Adapun perkara nomor 22/G/2023/PTUN.MDO yang diadili oleh Hakim Anggota Warisman Simanjuntak SH dan Dixie Parapat SH serta Panitera Pengganti Iswanto Kau SH ini diajukan melawan pimpinan Unsrat.
“Mengabulkan gugatan penggugat untuk seluruhnya,” demikian bunyi putusan yang diketuk Ketua PTUN Manado Masdin SH MH selaku Hakim Ketua Majelis pada 20 November 2023.
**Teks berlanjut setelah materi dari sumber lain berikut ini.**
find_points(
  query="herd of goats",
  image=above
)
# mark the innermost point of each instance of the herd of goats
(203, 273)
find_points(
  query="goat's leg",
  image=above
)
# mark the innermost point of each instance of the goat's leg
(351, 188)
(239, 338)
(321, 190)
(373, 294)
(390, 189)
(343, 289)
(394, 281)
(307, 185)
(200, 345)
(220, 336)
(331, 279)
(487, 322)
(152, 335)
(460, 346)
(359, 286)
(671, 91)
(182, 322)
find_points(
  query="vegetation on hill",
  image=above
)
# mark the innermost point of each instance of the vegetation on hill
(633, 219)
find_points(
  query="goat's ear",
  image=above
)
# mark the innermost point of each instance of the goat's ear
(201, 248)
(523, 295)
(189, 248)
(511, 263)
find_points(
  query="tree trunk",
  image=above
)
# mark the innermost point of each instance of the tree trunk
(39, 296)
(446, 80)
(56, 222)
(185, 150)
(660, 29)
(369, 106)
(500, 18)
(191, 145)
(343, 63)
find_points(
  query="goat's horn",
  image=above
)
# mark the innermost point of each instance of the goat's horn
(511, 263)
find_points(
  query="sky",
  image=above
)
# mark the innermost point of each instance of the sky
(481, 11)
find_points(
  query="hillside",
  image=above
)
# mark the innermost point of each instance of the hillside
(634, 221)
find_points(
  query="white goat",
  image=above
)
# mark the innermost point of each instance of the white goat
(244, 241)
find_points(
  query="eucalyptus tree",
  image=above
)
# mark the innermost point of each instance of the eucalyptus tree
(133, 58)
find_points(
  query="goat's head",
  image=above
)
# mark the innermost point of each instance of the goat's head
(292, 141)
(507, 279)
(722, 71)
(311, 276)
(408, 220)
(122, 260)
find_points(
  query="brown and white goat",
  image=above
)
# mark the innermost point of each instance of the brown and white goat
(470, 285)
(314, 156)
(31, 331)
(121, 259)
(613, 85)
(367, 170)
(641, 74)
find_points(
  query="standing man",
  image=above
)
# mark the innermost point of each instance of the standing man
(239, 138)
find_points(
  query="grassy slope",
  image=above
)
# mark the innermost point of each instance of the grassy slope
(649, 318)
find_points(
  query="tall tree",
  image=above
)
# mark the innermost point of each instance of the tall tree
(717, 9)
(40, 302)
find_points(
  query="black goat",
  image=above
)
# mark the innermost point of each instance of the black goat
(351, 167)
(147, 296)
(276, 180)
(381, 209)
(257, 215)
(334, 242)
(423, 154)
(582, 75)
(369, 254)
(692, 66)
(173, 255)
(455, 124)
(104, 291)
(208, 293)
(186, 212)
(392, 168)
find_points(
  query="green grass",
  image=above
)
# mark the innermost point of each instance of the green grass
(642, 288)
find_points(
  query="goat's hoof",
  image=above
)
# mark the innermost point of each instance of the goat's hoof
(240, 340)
Putusan ini diakses dari situs resmi PTUN, Rabu (29/11/2023). PTUN Manado pun membatalkan surat keputusan Rektor Unsrat Nomor 673/ UN12/KP/2023 tentang Calon Dekan Fakultas Kedokteran Unsrat Periode 2023-2027 Berdasarkan Penilaian Portofolio tertanggal 10 April 2023 dan surat keputusan Rektor Unsrat Nomor 704/UN12/ KP/2023 tentang Pemberhentian dan Pengangkatan Dalam Jabatan Tugas Tambahan sebagai Dekan Fakultas Kedokteran Unsrat Periode 2023-2027 Tertanggal 18 April 2023.
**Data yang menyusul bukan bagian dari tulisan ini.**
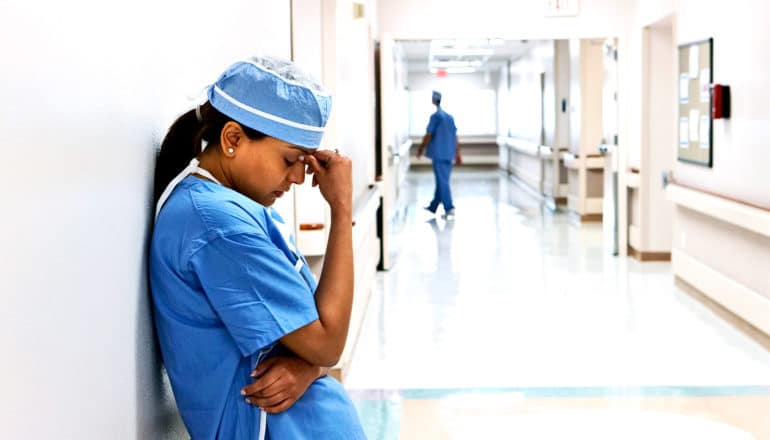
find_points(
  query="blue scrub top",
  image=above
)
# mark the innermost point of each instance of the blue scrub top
(443, 136)
(227, 284)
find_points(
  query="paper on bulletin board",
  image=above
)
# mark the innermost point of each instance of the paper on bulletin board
(683, 129)
(694, 61)
(705, 75)
(694, 119)
(684, 88)
(705, 132)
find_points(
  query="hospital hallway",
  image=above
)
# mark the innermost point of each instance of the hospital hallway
(513, 322)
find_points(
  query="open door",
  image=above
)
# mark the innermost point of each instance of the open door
(609, 146)
(392, 144)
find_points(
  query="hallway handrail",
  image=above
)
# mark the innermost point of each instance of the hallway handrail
(735, 212)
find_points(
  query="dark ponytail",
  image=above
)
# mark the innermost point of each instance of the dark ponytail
(184, 141)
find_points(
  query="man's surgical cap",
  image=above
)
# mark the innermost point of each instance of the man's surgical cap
(274, 97)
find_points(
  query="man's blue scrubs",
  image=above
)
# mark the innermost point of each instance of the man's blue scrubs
(227, 285)
(441, 150)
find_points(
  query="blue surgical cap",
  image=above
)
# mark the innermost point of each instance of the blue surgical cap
(274, 97)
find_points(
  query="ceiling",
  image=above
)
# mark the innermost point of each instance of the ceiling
(462, 56)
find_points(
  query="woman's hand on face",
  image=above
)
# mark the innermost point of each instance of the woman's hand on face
(280, 382)
(333, 174)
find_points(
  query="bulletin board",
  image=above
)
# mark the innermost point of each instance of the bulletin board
(695, 123)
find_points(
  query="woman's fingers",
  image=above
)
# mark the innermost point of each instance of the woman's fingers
(280, 407)
(267, 402)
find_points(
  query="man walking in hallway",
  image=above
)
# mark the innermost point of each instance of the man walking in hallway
(441, 140)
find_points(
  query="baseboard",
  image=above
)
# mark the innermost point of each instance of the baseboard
(648, 256)
(591, 218)
(725, 314)
(751, 306)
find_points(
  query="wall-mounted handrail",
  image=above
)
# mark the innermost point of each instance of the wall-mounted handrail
(742, 214)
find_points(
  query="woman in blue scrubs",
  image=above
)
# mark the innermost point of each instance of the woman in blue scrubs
(245, 331)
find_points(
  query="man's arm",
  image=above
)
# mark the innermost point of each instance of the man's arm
(458, 155)
(425, 141)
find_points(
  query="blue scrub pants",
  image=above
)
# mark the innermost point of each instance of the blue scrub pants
(442, 169)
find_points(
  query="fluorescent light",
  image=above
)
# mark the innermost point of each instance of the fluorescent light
(460, 70)
(459, 63)
(461, 51)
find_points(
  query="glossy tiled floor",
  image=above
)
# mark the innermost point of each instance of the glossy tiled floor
(512, 322)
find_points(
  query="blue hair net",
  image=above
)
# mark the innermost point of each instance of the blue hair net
(274, 97)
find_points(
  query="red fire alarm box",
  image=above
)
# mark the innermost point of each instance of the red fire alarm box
(720, 101)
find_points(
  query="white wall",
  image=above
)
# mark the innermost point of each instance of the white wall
(88, 90)
(526, 96)
(513, 19)
(659, 136)
(348, 72)
(741, 153)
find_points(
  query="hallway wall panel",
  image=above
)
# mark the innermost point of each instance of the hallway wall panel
(88, 91)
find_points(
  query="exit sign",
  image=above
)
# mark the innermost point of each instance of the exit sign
(561, 8)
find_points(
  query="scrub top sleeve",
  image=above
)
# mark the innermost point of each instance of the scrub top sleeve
(432, 124)
(254, 289)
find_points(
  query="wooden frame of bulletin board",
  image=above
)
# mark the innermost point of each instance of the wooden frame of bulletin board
(696, 128)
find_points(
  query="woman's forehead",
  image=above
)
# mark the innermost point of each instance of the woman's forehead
(300, 149)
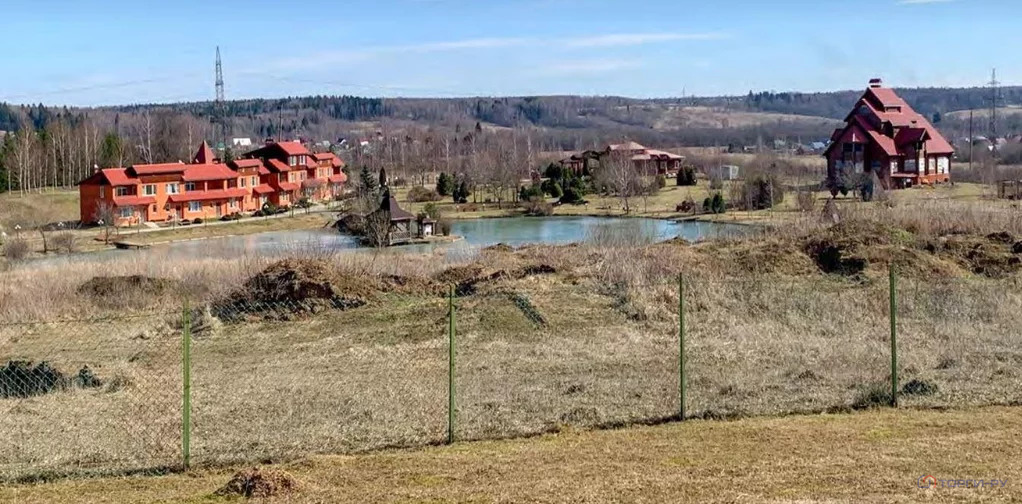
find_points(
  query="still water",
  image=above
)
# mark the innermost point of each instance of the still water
(477, 233)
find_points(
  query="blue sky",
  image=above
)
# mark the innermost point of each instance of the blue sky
(65, 52)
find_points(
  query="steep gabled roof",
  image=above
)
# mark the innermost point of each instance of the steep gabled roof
(158, 169)
(203, 155)
(198, 173)
(110, 176)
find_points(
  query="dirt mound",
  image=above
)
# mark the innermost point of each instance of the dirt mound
(296, 286)
(132, 285)
(500, 247)
(260, 484)
(21, 379)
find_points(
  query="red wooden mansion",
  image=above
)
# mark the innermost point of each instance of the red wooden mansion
(279, 173)
(884, 137)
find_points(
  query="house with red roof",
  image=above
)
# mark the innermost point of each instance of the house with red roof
(646, 161)
(883, 137)
(206, 188)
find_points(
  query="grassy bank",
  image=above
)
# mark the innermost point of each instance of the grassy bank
(585, 335)
(875, 457)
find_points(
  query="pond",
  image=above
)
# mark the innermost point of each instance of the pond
(477, 233)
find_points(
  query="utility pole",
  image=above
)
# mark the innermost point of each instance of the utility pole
(993, 106)
(220, 107)
(972, 142)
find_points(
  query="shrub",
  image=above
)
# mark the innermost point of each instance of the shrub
(873, 396)
(539, 208)
(553, 188)
(572, 196)
(554, 171)
(422, 194)
(15, 249)
(761, 191)
(687, 176)
(65, 241)
(716, 203)
(919, 387)
(445, 184)
(444, 225)
(806, 201)
(528, 192)
(432, 210)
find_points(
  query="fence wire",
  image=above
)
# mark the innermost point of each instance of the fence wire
(279, 380)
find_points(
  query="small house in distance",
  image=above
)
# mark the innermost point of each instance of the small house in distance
(646, 161)
(885, 138)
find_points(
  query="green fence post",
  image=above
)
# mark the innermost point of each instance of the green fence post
(451, 357)
(681, 346)
(893, 317)
(186, 393)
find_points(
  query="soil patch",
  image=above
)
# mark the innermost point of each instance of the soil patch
(297, 286)
(21, 379)
(260, 484)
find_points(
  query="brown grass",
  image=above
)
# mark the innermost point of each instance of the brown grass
(874, 457)
(768, 333)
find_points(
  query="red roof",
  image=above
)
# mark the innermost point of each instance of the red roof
(884, 105)
(112, 176)
(247, 163)
(278, 166)
(203, 154)
(207, 195)
(293, 148)
(158, 169)
(198, 173)
(133, 200)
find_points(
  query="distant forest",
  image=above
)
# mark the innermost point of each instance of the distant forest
(65, 143)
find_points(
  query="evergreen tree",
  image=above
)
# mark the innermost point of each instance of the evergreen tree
(367, 182)
(445, 184)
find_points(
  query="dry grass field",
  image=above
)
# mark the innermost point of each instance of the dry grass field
(583, 335)
(874, 457)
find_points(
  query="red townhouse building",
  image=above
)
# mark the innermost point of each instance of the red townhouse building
(206, 188)
(885, 137)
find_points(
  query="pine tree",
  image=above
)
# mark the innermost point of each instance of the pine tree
(367, 182)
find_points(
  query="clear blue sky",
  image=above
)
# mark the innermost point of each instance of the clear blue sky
(66, 52)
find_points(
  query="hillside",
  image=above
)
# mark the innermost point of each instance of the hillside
(562, 122)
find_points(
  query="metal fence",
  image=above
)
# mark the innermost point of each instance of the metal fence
(247, 382)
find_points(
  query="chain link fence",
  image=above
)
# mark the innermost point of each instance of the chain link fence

Dalam putusan ini, Rektor Unsrat, Prof Dr Ir Berty OA Sompie MEng IPU selaku tergugat juga wajib mencabut surat keputusan tersebut. Dengan demikian, Prof Dr dr Nova Hellen Kapantow DAN MSc SpGK dibatalkan sebagai Dekan Fakultas Kedokteran Unsrat periode 2023-2027.
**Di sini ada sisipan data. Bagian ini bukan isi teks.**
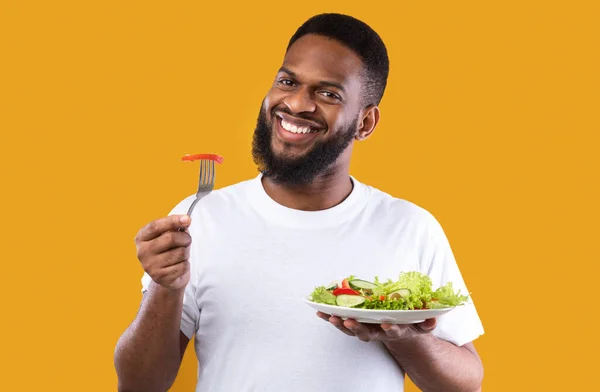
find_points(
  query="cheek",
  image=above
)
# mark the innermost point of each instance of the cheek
(336, 119)
(273, 99)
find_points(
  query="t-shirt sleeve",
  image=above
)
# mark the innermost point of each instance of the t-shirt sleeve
(462, 324)
(191, 312)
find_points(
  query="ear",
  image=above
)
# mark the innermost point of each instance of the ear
(368, 121)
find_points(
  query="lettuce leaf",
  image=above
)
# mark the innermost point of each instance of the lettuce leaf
(321, 295)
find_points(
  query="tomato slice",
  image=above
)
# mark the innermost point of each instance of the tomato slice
(343, 290)
(195, 157)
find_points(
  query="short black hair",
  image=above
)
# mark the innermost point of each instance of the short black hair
(359, 37)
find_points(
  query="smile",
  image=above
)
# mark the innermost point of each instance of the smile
(291, 131)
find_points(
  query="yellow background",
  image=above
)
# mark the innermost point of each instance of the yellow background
(490, 121)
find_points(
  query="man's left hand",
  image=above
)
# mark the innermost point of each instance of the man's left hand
(382, 332)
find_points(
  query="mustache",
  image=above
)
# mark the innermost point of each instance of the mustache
(303, 116)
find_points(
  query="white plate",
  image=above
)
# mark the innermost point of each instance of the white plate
(372, 316)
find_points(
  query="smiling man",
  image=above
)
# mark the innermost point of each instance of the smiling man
(235, 277)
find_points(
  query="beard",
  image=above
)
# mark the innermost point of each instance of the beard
(301, 170)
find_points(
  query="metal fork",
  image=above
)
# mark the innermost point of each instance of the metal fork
(206, 183)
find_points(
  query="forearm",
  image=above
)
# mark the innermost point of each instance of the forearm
(147, 356)
(436, 365)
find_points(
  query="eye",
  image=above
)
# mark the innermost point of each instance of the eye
(330, 95)
(286, 83)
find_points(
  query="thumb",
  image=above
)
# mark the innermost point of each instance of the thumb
(426, 326)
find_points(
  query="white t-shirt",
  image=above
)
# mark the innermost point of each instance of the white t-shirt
(253, 260)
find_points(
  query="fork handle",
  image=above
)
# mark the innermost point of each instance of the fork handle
(189, 213)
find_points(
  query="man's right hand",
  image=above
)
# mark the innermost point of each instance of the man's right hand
(164, 251)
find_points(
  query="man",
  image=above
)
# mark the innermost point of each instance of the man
(235, 278)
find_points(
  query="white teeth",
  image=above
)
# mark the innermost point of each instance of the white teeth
(293, 128)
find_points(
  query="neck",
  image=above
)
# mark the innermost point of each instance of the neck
(326, 191)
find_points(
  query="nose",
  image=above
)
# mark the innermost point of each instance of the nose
(299, 101)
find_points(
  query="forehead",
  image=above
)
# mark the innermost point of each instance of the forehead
(322, 58)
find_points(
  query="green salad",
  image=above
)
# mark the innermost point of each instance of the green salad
(412, 291)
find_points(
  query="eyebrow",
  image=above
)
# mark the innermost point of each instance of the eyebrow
(322, 82)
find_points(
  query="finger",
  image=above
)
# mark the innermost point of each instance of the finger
(173, 256)
(393, 331)
(426, 326)
(159, 226)
(361, 331)
(169, 240)
(339, 324)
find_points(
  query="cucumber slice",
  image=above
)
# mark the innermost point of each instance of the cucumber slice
(358, 284)
(349, 301)
(399, 293)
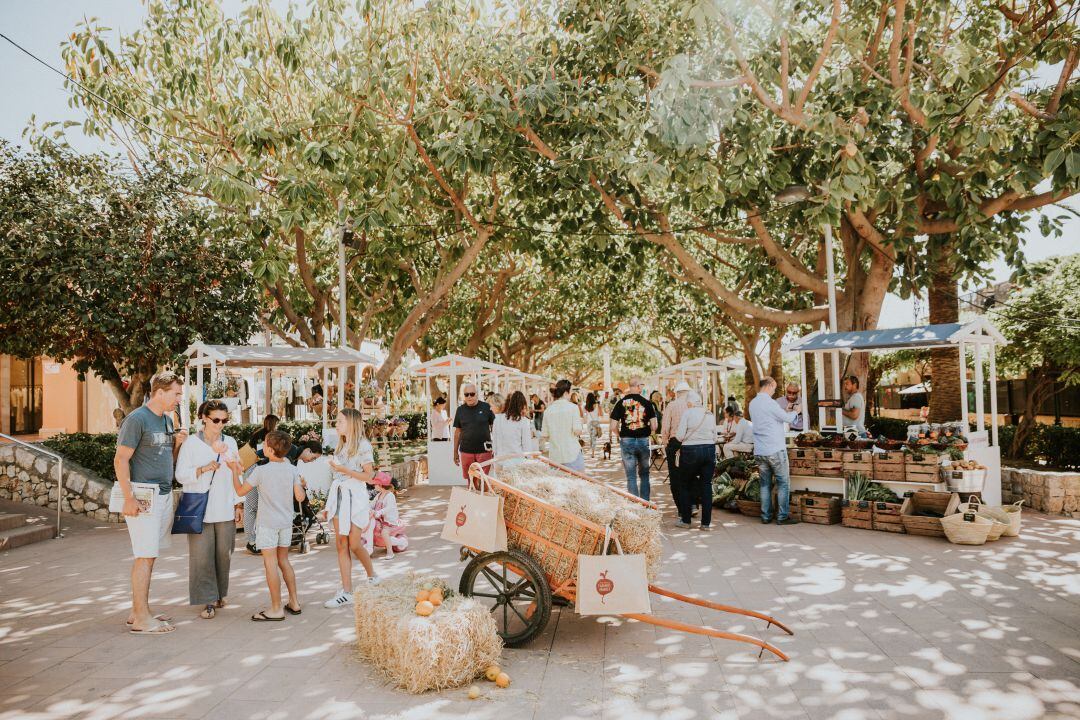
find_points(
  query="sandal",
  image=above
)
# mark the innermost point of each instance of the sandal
(163, 628)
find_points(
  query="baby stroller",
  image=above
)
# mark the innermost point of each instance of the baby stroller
(304, 518)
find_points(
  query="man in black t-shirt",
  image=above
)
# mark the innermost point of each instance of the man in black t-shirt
(472, 431)
(633, 420)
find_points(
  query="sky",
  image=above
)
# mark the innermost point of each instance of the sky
(29, 89)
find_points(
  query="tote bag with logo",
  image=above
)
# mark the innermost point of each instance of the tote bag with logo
(612, 584)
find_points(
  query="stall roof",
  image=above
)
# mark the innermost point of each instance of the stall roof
(699, 364)
(251, 356)
(946, 335)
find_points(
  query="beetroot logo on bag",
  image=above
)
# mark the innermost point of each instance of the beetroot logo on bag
(604, 585)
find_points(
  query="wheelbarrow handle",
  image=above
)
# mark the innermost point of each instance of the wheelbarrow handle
(715, 606)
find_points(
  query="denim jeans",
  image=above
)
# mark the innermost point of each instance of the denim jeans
(774, 469)
(696, 465)
(635, 463)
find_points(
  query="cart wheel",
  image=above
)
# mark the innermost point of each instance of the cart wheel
(515, 586)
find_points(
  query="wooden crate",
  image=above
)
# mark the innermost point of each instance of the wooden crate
(889, 466)
(859, 461)
(856, 514)
(886, 517)
(944, 503)
(919, 467)
(821, 510)
(802, 461)
(829, 462)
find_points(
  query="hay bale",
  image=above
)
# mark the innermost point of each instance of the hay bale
(637, 526)
(447, 649)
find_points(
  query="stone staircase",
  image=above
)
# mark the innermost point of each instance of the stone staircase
(17, 529)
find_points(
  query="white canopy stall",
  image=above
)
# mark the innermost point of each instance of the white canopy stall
(979, 335)
(321, 361)
(458, 369)
(699, 371)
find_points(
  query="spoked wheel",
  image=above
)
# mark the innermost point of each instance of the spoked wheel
(516, 589)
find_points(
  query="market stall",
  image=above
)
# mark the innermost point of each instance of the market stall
(908, 465)
(284, 363)
(459, 369)
(699, 372)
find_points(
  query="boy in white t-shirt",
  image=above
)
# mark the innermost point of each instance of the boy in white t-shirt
(279, 484)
“Menghukum tergugat untuk membayar biaya perkara ini sejumlah Rp 483.500,” demikian bunyi putusan tersebut.
Setelah putusan PTUN, Theresia mengatakan seharusnya tidak melakukan pemilihan dekan yang tidak sesuai dengan statuta kampus. Pemilihan dekan, katanya, harusnya sesuai dengan aturan yang berlaku merujuk kepada Peraturan Menteri Riset, Teknologi, dan Pendidikan Tinggi Nomor 44 Tahun 2018 tentang Statuta Universitas Sam Ratulangi.
“Namanya Statuta Unsrat itu kan harus dijalankan rektor untuk semua fakultas,” kata Theresia.
Namun, Berty Sompie kembali melakukan kesalahan yang sama. Kisruh kembali terjadi baru-baru ini, ketika Berty Sompie melaksanakan pemilihan Dekan Fakultas Kesehatan Masyarakat (FKM). Diketahui panitia melaksanakan rapat senat pemilihan dekan FKM Unsrat untuk periode 2023-2027, Selasa (19/12/2023).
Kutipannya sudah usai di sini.